2019年6月4日に東京で開催された「2019年度版 実装技術ロードマップ」完成報告会のプログラム。第64回から、第5章「プリント配線板」(プログラムの9番)の概要を紹介している。出典:JEITA(クリックで拡大)

 第64回からは、第5章「プリント配線板」の概要を紹介している。第5章は、第1節「プリント配線板定義」、第2節「機能集積基板」、第3節「プリント配線板技術ロードマップ」の3つの節で構成される。始めに「第1節」で、プリント配線板とはどのようなものであるかを説明する。次に「第2節」で、プリント配線板市場の行方を大きく左右するとみられる、機能集積基板の製造技術を解説する。最後に「第3節」で2018年〜2028年までの技術ロードマップを紹介する。


第5章「プリント配線板」と第1節「プリント配線板定義」の目次。ロードマップ本体から筆者が書き出したもの(クリックで拡大)

 第64回は伝統的なプリント配線板である「リジッド配線板」を主に解説した。前々回(第65回)は、第5章の原典であるJPCA(日本電子回路工業会)が発行した「2019年度版 プリント配線板技術ロードマップ」の概要を説明した。前回(第66回)は、国内のプリント配線板市場が縮小傾向にあることと、成長のけん引役として付加価値を高めた配線板が望まれていることを述べた。

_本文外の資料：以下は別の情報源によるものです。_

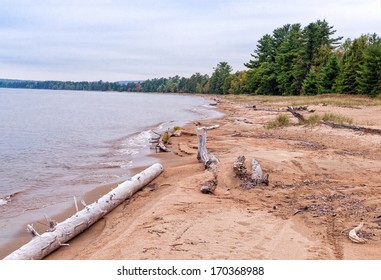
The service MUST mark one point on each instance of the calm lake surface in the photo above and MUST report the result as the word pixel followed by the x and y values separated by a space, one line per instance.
pixel 55 145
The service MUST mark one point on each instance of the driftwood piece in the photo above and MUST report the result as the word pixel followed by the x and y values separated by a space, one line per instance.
pixel 256 177
pixel 209 160
pixel 42 245
pixel 239 167
pixel 353 234
pixel 296 114
pixel 353 127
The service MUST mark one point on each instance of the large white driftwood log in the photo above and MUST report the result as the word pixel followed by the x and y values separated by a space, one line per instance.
pixel 42 245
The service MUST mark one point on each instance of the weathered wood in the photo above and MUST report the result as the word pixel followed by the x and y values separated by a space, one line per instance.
pixel 42 245
pixel 239 167
pixel 256 177
pixel 202 153
pixel 353 127
pixel 296 114
pixel 209 160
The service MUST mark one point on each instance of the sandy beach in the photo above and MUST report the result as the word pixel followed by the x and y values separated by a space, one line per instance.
pixel 323 183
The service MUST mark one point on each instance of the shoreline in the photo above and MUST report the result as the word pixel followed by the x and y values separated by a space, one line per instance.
pixel 142 160
pixel 315 196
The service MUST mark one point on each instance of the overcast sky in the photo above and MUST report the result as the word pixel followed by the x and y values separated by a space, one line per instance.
pixel 113 40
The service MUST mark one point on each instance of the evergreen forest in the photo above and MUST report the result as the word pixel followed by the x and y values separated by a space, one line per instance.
pixel 292 60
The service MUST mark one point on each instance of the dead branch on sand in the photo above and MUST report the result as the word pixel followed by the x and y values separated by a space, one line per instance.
pixel 43 244
pixel 210 161
pixel 249 181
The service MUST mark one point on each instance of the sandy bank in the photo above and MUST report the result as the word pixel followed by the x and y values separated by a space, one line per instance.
pixel 332 176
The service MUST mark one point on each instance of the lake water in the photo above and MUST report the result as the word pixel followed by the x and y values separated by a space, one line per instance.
pixel 58 144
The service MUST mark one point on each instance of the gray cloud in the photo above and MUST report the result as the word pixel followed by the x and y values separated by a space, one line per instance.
pixel 116 40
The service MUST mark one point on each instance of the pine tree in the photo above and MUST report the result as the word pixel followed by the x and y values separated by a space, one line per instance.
pixel 310 83
pixel 347 82
pixel 290 65
pixel 369 79
pixel 217 80
pixel 328 74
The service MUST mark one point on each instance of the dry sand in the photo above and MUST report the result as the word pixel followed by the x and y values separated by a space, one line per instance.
pixel 331 175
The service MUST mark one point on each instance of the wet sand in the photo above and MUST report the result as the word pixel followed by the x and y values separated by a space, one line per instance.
pixel 323 182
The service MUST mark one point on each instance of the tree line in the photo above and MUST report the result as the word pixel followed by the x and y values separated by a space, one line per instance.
pixel 292 60
pixel 60 85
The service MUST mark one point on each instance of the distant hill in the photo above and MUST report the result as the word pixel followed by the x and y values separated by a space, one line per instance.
pixel 128 82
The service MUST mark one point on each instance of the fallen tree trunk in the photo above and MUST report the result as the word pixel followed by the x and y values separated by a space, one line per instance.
pixel 42 245
pixel 210 161
pixel 353 127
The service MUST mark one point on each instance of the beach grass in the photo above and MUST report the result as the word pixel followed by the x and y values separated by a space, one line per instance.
pixel 346 100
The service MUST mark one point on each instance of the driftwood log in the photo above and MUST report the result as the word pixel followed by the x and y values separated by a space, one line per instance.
pixel 42 245
pixel 296 114
pixel 353 127
pixel 209 160
pixel 249 181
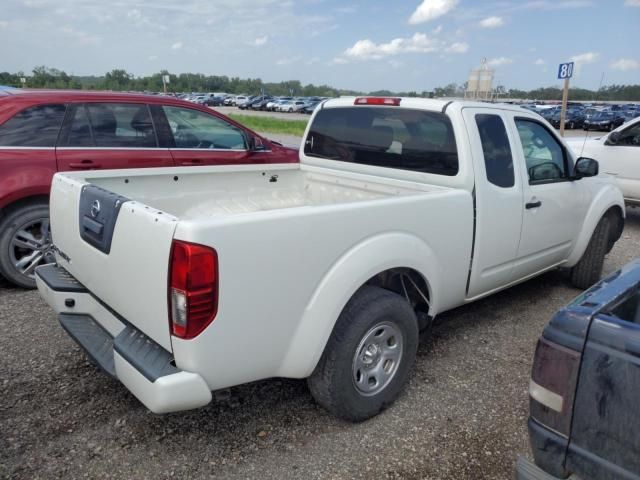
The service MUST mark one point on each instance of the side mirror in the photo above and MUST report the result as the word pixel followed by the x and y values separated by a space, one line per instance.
pixel 256 145
pixel 613 138
pixel 585 167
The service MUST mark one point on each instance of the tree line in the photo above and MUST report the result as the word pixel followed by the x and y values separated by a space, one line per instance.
pixel 121 80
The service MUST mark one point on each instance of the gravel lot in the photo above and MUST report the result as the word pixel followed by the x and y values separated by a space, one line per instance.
pixel 463 416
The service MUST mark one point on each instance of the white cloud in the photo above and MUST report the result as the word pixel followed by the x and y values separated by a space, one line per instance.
pixel 258 42
pixel 499 61
pixel 431 9
pixel 418 43
pixel 625 64
pixel 586 58
pixel 458 47
pixel 492 22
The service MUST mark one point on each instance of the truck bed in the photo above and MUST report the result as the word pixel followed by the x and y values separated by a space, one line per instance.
pixel 211 192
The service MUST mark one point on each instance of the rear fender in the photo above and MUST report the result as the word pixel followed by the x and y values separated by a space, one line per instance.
pixel 344 278
pixel 607 197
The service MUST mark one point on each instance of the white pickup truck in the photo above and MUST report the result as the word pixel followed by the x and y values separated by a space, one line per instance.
pixel 182 281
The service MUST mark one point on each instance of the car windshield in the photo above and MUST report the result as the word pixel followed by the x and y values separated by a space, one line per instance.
pixel 386 137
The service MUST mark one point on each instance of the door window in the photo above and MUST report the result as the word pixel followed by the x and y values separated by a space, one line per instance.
pixel 79 132
pixel 544 156
pixel 121 125
pixel 630 137
pixel 496 150
pixel 33 127
pixel 199 130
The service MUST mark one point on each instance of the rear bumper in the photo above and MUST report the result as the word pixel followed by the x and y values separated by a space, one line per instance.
pixel 124 352
pixel 527 470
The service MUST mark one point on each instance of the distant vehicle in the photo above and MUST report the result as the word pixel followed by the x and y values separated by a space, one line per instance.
pixel 618 154
pixel 261 104
pixel 603 121
pixel 43 132
pixel 213 102
pixel 585 384
pixel 310 107
pixel 573 119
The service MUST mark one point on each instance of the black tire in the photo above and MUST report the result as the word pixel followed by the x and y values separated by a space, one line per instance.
pixel 333 382
pixel 25 218
pixel 588 270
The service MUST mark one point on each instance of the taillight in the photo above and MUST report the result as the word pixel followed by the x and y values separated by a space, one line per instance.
pixel 193 288
pixel 393 101
pixel 553 385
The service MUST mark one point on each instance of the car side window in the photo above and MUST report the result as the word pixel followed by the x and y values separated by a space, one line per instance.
pixel 544 155
pixel 630 137
pixel 79 131
pixel 195 129
pixel 121 125
pixel 33 127
pixel 496 149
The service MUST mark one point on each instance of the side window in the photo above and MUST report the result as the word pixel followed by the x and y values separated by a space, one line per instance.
pixel 33 127
pixel 79 132
pixel 544 156
pixel 194 129
pixel 496 149
pixel 124 125
pixel 630 136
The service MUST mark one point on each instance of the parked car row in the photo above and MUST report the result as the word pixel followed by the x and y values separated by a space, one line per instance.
pixel 604 118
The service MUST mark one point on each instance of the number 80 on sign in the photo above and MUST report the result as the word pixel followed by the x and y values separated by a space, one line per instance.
pixel 565 70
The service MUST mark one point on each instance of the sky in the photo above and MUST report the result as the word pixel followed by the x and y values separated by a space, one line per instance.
pixel 365 45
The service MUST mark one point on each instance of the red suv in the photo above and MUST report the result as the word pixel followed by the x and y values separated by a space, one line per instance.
pixel 43 132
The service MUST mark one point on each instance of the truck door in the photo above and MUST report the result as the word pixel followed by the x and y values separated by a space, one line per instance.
pixel 604 434
pixel 498 200
pixel 554 206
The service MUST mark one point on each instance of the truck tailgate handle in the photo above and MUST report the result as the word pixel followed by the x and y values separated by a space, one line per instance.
pixel 92 225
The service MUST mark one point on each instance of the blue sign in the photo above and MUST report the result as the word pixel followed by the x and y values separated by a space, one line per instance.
pixel 565 70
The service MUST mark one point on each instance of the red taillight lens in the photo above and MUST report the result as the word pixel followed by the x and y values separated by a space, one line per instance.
pixel 193 288
pixel 393 101
pixel 553 385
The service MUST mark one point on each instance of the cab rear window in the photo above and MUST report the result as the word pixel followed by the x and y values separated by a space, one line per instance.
pixel 385 137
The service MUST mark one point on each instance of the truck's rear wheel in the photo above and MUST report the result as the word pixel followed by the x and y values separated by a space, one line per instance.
pixel 25 243
pixel 588 270
pixel 368 357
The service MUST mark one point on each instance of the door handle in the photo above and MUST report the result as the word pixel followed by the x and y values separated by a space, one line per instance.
pixel 85 164
pixel 192 161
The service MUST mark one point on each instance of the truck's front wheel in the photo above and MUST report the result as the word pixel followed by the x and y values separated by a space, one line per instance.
pixel 588 270
pixel 368 357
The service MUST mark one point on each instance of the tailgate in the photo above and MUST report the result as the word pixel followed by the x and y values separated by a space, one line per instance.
pixel 118 249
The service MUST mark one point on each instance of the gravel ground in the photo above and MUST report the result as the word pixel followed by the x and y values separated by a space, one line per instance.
pixel 463 415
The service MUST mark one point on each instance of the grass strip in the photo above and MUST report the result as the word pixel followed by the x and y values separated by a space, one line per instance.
pixel 271 125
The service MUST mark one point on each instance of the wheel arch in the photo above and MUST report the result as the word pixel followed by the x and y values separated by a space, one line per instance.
pixel 22 202
pixel 400 254
pixel 608 201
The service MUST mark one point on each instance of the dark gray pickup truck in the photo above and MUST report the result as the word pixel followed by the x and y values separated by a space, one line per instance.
pixel 585 386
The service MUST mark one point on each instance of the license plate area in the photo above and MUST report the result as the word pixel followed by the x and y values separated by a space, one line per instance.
pixel 98 213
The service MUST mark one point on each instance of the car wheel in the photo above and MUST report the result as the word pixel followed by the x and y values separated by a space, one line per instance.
pixel 588 270
pixel 25 243
pixel 367 359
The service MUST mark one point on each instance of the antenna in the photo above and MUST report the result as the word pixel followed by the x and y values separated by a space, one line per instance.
pixel 586 132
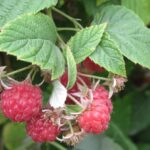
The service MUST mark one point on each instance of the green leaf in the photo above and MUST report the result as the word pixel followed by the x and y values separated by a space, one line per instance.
pixel 140 7
pixel 107 55
pixel 83 43
pixel 118 136
pixel 31 38
pixel 10 9
pixel 128 31
pixel 72 71
pixel 14 135
pixel 144 146
pixel 122 113
pixel 97 142
pixel 58 96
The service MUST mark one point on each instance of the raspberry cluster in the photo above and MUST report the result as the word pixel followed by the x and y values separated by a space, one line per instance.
pixel 22 102
pixel 96 117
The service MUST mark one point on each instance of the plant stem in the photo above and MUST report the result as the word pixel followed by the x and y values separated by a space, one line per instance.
pixel 67 29
pixel 73 20
pixel 74 100
pixel 70 126
pixel 17 71
pixel 93 76
pixel 59 146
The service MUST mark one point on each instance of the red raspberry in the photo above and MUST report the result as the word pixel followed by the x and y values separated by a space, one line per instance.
pixel 74 89
pixel 21 102
pixel 91 66
pixel 41 129
pixel 97 116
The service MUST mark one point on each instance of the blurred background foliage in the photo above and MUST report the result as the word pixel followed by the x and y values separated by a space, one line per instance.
pixel 130 125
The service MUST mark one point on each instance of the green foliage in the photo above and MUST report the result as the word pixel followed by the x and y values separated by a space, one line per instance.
pixel 98 142
pixel 26 39
pixel 85 41
pixel 72 71
pixel 14 132
pixel 115 132
pixel 29 33
pixel 132 37
pixel 140 7
pixel 10 9
pixel 122 113
pixel 107 55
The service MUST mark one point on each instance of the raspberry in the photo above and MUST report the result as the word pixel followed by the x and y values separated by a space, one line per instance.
pixel 101 94
pixel 22 101
pixel 91 66
pixel 97 116
pixel 74 89
pixel 41 129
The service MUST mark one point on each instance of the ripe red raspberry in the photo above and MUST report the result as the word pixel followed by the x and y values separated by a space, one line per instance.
pixel 97 116
pixel 74 89
pixel 91 66
pixel 42 129
pixel 21 102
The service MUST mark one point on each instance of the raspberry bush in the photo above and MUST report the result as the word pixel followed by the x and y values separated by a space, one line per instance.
pixel 64 65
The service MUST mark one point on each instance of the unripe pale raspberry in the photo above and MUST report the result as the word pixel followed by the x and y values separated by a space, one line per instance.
pixel 21 102
pixel 41 129
pixel 74 89
pixel 101 94
pixel 96 117
pixel 91 66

 今回からは再びプリント配線板の定義に戻り、従来型のプリント配線板(伝統的なプリント配線板、旧世代のプリント配線板)と付加価値を高めた新しいプリント配線板(新規のプリント配線板、新世代のプリント配線板)についてあらためて解説していく。

機能を集積した配線板と付加価値をもたらす製造技術

 伝統的なプリント配線板は第64回でも述べたように、「リジッド配線板」と「フレキシブル配線板」、それから「サブストレート(パッケージ基板)」に分かれる。新規のプリント配線板には、「機能集積配線板(機能集積基板)」と「新製造基盤(新しい製造技術による配線板)」がある。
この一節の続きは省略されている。